Based on class, the global antibiotics market is categorized into beta lactam & beta lactamase inhibitors, quinolones, macrolides, and others. The quinolones segment is anticipated to exhibit the highest CAGR during forecast period, due to upsurge in demand for broad-spectrum, bactericidal activity; new generation quinolones; enhanced oral bioavailability; superior tissue penetration; and improved safety & tolerability.

By route of administration, the market is classified into oral, intravenous, and others. The intravenous segment was the major revenue contributor in 2017, and is projected to continue this trend during the forecast period, due to increase in incidence of severe infections. Moreover, as intravenous antibiotics are administered in higher concentrations, they reach in the tissues faster as compared to oral antibiotics.

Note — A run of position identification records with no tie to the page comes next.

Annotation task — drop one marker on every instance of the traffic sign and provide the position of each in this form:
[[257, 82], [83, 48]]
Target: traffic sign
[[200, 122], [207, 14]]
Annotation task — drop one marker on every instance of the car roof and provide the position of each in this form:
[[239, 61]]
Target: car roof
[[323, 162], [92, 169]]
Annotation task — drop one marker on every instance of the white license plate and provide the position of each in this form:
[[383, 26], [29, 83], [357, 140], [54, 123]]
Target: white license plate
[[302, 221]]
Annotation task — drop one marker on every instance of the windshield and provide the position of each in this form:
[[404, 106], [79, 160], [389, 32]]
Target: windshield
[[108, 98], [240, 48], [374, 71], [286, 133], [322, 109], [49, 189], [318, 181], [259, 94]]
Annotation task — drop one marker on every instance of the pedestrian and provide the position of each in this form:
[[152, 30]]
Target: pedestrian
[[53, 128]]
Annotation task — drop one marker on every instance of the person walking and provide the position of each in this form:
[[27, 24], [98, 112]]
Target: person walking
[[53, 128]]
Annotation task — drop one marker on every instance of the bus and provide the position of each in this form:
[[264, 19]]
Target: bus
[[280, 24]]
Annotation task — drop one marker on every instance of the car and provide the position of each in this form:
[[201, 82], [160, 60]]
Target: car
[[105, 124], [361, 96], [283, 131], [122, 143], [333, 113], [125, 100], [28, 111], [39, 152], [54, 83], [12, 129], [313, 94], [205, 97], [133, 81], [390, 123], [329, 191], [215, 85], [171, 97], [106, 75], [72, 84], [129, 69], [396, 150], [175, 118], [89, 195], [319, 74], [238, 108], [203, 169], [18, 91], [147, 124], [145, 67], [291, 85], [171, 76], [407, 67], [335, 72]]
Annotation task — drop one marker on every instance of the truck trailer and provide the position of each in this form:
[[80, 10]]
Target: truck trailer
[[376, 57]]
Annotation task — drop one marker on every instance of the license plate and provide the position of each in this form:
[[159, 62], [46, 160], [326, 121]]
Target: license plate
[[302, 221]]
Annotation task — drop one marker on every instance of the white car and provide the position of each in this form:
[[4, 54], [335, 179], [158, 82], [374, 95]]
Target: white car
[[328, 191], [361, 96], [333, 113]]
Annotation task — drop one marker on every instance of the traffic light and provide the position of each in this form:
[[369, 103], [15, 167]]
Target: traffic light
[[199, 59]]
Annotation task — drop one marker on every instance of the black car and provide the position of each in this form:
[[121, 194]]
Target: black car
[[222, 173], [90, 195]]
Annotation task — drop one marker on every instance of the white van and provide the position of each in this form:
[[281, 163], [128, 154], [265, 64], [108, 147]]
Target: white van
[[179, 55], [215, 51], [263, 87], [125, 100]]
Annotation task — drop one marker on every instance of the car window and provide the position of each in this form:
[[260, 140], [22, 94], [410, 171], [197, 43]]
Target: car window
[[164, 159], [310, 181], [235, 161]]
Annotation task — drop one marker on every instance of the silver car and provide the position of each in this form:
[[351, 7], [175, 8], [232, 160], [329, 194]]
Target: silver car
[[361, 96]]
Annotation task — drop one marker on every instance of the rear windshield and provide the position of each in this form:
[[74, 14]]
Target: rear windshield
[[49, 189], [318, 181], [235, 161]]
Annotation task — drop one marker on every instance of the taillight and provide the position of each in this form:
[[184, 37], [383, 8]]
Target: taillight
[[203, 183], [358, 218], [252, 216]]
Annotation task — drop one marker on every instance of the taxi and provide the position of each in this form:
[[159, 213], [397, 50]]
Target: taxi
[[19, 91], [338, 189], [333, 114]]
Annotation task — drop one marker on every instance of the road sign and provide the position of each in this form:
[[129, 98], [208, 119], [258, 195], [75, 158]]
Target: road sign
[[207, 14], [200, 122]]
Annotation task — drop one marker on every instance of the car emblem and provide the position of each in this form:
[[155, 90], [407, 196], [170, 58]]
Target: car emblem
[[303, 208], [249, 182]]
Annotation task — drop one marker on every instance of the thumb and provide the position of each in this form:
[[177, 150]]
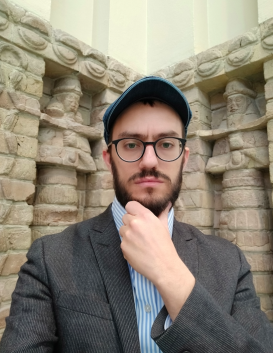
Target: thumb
[[163, 217]]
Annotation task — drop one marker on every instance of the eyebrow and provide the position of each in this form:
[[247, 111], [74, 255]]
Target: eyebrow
[[170, 133]]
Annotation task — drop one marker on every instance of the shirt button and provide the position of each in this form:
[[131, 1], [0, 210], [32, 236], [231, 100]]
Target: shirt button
[[148, 308]]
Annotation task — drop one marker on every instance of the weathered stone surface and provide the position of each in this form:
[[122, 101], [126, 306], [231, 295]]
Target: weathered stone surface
[[81, 181], [26, 126], [16, 190], [198, 146], [13, 263], [218, 206], [196, 163], [18, 238], [250, 219], [197, 218], [40, 231], [27, 146], [48, 176], [244, 198], [268, 70], [254, 240], [3, 241], [24, 169], [99, 181], [269, 89], [19, 214], [197, 199], [47, 215], [91, 212], [196, 181], [62, 195], [99, 197], [3, 258], [6, 164], [260, 261], [100, 164], [105, 97]]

Asia-Pacific is expected to remain dominant throughout the forecast period attributable to increased antibiotics consumption, their easy availability, and rise in sale of over-the-counter drugs. However, LAMEA is expected to experience the highest growth rate during the forecast period, majorly due to no obligations on antibiotics use in this region.

The report provides a comprehensive analysis of the key players operating in the global antibiotics market, namely, Abbott Laboratories, Allergan Plc., F.Hoffmann-La Roche Ltd., GlaxoSmithKline Plc, Merck & Co. Inc., Mylan N.V., Novartis International AG (Sandoz), Pfizer Inc., Sanofi, and Teva Pharmaceutical Industries Ltd.

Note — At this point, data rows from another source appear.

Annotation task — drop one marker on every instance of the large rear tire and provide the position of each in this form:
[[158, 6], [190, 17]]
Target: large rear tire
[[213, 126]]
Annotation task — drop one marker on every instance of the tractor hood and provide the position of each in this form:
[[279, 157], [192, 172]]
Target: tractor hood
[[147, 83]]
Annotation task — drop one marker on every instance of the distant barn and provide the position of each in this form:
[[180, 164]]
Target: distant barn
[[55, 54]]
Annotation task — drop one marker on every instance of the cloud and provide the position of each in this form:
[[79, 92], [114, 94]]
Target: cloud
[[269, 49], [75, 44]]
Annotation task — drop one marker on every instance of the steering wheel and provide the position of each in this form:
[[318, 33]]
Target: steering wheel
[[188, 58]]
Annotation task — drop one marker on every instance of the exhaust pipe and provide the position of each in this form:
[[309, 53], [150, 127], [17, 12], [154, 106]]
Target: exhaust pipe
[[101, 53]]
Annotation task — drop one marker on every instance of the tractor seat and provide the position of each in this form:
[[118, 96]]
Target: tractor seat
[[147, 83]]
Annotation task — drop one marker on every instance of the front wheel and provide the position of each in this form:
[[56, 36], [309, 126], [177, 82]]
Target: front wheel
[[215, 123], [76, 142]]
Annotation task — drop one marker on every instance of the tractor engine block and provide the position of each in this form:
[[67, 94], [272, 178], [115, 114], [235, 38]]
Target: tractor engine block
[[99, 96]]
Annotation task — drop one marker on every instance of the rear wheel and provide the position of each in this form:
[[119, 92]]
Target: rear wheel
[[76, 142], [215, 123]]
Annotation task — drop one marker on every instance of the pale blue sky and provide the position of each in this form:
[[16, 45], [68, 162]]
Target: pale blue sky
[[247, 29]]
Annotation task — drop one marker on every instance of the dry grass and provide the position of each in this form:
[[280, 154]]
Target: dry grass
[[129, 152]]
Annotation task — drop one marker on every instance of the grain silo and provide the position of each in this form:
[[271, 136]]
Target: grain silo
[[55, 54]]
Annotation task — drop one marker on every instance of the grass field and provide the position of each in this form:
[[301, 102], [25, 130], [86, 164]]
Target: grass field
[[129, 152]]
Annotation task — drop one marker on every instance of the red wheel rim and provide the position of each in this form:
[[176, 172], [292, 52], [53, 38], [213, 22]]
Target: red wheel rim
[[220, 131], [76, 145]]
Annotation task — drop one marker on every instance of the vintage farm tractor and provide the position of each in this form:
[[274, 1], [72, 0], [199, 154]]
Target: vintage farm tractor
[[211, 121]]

The other players in the value chain include Aurobindo Pharma, Bayer HealthCare, Eli Lilly, Lupin Pharmaceuticals, Sun Pharmaceutical, Shionogi, and others.

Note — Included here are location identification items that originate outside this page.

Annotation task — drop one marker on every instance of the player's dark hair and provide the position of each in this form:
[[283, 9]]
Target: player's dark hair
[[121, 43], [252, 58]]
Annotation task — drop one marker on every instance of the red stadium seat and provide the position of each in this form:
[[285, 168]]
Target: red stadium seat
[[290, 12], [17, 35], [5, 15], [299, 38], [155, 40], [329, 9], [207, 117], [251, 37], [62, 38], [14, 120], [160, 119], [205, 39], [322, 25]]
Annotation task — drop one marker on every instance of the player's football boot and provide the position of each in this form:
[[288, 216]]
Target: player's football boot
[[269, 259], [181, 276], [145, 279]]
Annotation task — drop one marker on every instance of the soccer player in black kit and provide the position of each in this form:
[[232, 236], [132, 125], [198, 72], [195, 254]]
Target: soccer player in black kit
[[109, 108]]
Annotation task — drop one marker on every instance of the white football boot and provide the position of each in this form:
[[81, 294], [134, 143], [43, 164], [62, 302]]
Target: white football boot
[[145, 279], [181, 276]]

Key Findings of the Antibiotics Market:
  • Based on spectrum of activity, the broad-spectrum antibiotic segment is expected to experience rapid growth in the market, and is projected to grow at a CAGR of 2.4% from 2018 to 2025.
  • Depending on route of administration, the oral segment is expected to exhibit the highest CAGR during the forecast period.
  • By drug origin, the semisynthetic segment was the major revenue contributor in 2017, and is anticipated to continue this trend during the forecast period.
  • U.S. generated the highest revenue in the global antibiotics market in 2017, accounting for more than one-fifth of the global market in 2017.
  • LAMEA is estimated to grow at a CAGR of 3.5% during the forecast period.